Searches carried out using resourcetrade.earth can be visualized, shared, embeddeded or downloaded. This means that you can use resourcetrade.earth to illustrate reports and stories about individual commodities and global trade on your own website or blog. Chatham House uses this feature of resourcetrade.earth themselves to illustrate and visualize their own investigations into the international trade of natural resources. You can read these investigations in resourcetrade.earth Stories.
The resourcetrade.earth interactive data visualization tool was developed for Chatham House by Applied Works.
In 1973 three quarters of Borneo was covered in tropical forest. Since 1973 over one third of that forest has been lost due to industrial logging and the spread of industrial oil palm and pulpwood plantations. The Atlas of Deforestation and Industrial Plantations in Borneo shows where Borneo's tropical forests have been lost and the incredible scale of this continuing deforestation.
The interactive map includes three main layers. One layer shows the 2015 area of forest cover. A second layer shows industrial oil-palm plantations. The third layer visualizes industrial pulpwood plantations. If you use the menu at the bottom of the map the 'Simple Deforestation Layer' allows you to swipe between maps showing forest cover in 1973 and in 2015. Another option in this menu lets you view industrial plantations based on how much time elapsed between deforestation and their establishment.
It isn't just Borneo which is facing this scale of environmental destruction. The world's largest producer of palm oil is Indonesia. To grow oil palms vast areas of tropical forest in Malaysia and Indonesia have been destroyed.
Greenpeace has responded to this environmental disaster by creating an interactive map to provide information on company concession information and how these concessions relate to peatlands, fire hotspots and deforestation alerts in Indonesia.
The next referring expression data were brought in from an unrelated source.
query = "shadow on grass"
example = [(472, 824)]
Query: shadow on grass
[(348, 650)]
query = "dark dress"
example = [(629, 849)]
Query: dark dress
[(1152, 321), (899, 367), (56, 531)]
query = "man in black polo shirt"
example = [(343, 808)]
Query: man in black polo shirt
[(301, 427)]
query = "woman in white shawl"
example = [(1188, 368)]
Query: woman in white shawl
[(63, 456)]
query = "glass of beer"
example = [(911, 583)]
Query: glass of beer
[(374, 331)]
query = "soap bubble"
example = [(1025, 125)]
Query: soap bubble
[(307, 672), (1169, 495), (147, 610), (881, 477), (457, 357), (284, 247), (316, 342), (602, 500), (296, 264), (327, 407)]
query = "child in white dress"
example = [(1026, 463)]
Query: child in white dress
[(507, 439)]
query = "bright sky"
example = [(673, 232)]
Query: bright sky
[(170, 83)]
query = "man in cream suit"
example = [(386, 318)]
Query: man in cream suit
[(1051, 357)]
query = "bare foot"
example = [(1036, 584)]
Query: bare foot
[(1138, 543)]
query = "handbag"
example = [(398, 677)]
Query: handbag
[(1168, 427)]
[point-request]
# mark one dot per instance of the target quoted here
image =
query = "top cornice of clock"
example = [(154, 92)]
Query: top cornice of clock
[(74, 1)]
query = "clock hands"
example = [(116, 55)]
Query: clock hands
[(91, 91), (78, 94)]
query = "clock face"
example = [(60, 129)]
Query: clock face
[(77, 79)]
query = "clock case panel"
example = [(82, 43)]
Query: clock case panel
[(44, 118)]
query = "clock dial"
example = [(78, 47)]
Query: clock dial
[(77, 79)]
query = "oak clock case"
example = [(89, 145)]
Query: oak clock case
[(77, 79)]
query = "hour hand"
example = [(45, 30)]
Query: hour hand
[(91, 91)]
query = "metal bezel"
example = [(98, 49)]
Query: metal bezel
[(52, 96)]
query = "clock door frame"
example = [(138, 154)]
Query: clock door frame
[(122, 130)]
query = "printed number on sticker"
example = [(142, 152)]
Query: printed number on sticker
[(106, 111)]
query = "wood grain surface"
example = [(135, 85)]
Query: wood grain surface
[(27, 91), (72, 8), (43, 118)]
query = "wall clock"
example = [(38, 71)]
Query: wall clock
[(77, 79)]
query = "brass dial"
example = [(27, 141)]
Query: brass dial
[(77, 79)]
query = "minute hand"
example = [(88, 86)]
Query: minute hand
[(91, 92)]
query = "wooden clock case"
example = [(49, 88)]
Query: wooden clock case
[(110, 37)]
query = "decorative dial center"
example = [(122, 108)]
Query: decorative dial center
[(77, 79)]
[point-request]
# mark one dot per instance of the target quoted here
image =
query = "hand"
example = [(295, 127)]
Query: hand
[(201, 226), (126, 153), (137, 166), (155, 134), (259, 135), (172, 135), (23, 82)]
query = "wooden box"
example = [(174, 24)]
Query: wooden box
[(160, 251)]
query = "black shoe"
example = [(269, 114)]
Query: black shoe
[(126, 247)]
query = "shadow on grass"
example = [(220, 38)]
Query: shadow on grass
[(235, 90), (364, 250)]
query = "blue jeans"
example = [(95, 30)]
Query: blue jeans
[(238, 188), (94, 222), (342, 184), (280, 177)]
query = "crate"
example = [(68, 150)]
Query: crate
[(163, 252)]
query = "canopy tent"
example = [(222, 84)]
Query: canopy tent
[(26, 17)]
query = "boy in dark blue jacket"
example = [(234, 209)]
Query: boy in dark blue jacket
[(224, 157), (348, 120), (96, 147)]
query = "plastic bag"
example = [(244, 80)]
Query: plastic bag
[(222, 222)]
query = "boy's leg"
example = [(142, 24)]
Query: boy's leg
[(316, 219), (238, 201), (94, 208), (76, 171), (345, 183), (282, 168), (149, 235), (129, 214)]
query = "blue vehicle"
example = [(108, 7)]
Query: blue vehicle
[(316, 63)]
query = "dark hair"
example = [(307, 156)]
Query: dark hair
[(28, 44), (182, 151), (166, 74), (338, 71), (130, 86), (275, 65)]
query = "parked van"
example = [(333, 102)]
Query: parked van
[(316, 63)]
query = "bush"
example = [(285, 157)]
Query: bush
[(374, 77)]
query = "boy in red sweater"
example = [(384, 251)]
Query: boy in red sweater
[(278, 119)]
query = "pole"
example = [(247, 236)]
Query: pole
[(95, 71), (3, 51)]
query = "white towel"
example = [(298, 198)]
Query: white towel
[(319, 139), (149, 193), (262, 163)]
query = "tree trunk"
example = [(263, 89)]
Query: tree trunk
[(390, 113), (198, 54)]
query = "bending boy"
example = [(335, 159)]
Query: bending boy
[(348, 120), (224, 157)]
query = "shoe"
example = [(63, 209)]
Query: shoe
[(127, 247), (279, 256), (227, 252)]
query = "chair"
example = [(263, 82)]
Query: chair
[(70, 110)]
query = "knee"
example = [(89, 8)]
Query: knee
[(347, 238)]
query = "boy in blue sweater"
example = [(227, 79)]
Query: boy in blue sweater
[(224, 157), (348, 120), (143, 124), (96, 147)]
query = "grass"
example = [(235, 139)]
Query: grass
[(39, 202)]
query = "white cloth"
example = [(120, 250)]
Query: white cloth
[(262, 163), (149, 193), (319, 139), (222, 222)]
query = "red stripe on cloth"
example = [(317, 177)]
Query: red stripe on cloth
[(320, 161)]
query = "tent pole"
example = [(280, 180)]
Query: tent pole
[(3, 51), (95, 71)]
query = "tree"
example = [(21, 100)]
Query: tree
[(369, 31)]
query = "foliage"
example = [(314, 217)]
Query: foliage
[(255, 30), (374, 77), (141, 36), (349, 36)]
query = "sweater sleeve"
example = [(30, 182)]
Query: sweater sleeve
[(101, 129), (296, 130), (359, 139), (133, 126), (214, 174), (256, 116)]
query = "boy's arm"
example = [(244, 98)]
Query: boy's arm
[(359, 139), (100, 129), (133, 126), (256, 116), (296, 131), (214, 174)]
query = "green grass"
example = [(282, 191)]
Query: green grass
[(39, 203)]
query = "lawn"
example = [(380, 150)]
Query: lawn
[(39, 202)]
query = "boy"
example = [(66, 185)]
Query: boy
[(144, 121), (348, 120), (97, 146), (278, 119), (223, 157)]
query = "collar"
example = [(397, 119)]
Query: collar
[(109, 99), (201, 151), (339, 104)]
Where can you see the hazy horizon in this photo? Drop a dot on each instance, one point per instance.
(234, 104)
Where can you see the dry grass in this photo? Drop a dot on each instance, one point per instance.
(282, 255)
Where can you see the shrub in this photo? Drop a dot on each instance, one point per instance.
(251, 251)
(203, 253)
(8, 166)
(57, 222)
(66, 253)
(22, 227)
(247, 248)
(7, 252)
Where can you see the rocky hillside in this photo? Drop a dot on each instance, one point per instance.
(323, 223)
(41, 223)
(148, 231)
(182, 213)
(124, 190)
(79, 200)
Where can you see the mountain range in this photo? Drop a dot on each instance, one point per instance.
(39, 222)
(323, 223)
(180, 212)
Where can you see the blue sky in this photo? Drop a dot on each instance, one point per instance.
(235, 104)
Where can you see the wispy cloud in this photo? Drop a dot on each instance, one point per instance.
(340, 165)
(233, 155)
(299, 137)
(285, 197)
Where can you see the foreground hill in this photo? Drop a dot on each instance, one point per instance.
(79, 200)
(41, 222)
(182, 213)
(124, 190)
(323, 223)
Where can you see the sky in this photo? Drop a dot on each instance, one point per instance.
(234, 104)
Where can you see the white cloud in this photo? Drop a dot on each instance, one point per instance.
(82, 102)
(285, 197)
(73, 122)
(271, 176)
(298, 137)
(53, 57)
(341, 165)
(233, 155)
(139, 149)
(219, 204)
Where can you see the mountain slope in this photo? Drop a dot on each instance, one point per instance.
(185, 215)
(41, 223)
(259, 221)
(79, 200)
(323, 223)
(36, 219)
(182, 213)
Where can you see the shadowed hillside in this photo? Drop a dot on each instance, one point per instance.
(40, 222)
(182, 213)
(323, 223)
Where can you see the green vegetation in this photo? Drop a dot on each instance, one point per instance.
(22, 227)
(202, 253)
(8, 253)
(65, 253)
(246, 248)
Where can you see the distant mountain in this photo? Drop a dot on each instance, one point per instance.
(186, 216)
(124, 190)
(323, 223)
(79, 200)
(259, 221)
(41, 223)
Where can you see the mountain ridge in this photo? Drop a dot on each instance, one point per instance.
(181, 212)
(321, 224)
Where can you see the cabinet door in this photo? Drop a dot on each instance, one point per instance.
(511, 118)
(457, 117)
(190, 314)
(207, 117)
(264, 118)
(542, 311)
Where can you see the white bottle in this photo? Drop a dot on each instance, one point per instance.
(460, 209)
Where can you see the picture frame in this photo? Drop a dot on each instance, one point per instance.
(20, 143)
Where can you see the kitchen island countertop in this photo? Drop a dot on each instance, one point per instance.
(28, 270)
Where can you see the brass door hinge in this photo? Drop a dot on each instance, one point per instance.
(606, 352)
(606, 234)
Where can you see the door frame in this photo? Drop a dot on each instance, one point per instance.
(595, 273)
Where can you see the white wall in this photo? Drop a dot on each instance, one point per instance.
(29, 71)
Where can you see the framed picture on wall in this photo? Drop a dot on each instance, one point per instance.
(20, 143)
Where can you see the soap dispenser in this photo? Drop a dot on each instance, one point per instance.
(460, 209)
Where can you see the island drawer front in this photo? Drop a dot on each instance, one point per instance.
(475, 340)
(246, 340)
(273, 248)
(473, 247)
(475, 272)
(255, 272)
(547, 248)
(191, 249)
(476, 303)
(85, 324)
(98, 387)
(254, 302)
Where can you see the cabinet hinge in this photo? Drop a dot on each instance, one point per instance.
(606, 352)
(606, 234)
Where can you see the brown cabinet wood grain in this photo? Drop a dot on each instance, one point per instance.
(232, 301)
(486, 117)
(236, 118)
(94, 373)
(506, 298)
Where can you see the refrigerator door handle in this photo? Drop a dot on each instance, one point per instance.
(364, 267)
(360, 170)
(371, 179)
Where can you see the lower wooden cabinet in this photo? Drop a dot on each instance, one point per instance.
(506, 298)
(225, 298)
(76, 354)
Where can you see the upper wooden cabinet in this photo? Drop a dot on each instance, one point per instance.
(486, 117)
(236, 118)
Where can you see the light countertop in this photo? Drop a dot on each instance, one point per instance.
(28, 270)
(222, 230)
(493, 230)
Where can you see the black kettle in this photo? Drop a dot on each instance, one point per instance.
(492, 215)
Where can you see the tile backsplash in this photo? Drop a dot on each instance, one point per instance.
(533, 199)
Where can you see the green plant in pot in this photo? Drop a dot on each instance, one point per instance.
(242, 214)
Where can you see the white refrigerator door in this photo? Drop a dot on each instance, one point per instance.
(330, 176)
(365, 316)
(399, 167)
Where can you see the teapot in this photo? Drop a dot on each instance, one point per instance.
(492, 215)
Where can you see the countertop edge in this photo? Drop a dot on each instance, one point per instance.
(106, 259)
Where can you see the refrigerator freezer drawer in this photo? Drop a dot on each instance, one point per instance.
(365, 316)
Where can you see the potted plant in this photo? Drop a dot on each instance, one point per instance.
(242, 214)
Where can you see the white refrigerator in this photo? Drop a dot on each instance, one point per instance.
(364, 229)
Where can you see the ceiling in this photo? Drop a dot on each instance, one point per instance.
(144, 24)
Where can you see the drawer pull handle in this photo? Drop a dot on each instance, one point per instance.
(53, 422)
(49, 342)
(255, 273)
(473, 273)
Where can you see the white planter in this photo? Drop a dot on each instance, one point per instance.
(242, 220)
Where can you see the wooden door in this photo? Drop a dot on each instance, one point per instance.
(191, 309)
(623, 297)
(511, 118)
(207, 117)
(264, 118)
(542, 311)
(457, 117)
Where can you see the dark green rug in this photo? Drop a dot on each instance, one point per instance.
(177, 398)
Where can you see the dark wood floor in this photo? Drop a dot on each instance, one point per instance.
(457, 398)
The Protecting Forests & Peatlands in Indonesia map includes a number of data layers which allow you to view where palm oil, wood fibre, logging and coal mining concessions have been awarded in Indonesia. You can click on the concession areas on the map to learn more about the company that holds the concession and the size of the concession. The map also includes layers which allow you to view orangutan & tiger habitats, forestry land cover and peat lands. The map can also show active fires in the country and fires since 2013.
If you want to learn more about why forests are being lost to palm oil plantations then you should take a look at the Guardian's From Rainforest to Your Cupboard: The Real Story of Palm Oil. This interactive study explores the environmental impact of the increasing production and use of palm oil around the world.
One of the biggest disasters caused by the increase in palm oil consumption is the destruction of the rainforests in order to create palm oil plantations. The Guardian illustrates the effect of this deforestation in Indonesia with a before and after interactive map using satellite imagery showing primary forest loss in the Riau province of Indonesia between 2000 and 2012.
The Guardian has also created a timeline map to visualize the global increase in palm oil production. This map illustrates the growth in global palm oil production over the last 50 years. A similar timeline map is used to show the growth in palm oil consumption in countries across the world over the same 50 year time span.